Project Management Institute

Defense giant diversifies

DEFENSE GIANT DIVERSIFIES

With U.S. defense spending in decline, at least as a percentage of GDP, the world's largest defense company is pursuing projects with civilian applications in an effort to shore up its future. More than 60 percent of Lockheed Martin Corp.'s US$45 billion in 2013 sales came through Pentagon contracts.

Several of Lockheed's current research projects, like the patented Perforene membrane, could generate commercial interest around the world. It's a one-atom thick sheet of graphene that can be used to desalinate seawater. The product could interest Persian Gulf nations, who might also order some of the organization's weapons systems. More surprisingly, Lockheed Martin has partnered with Kampachi Farms LLC and the Illinois Soybean Association to develop fish farm pens that will drift on open-ocean currents and be tracked by satellites.

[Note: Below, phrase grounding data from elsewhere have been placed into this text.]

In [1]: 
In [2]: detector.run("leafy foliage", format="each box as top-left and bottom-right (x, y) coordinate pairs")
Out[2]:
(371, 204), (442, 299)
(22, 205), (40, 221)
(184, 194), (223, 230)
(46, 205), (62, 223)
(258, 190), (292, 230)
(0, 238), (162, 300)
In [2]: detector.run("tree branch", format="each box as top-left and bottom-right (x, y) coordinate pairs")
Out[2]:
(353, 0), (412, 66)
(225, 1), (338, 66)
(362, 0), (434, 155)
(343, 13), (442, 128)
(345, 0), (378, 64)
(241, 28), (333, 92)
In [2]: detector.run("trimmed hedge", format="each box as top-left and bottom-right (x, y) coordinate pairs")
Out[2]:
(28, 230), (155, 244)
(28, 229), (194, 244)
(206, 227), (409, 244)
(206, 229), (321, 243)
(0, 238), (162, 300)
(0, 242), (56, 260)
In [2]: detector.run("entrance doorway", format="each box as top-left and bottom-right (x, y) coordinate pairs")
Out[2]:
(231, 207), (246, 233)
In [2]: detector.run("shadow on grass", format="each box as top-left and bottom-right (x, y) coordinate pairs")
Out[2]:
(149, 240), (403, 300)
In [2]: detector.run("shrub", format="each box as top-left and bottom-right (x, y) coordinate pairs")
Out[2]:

Lockheed Martin is also developing a compact nuclear fusion reactor that might initially power naval ships but could be expanded for commercial use by cities. “Should the [technology] develop, that can result in a very large commercial market,” Ray Johnson, Lockheed Martin's chief technology officer, told The Wall Street Journal.

This isn't the first time Lockheed Martin has tried to diversify its project portfolio to hedge against military cuts. In the 1990s, the organization stepped into the telecommunications market by buying three satellite operators. It sold them at a steep loss in 2001. The company says its focus on global issues like energy, food and water this time around will act as a safeguard.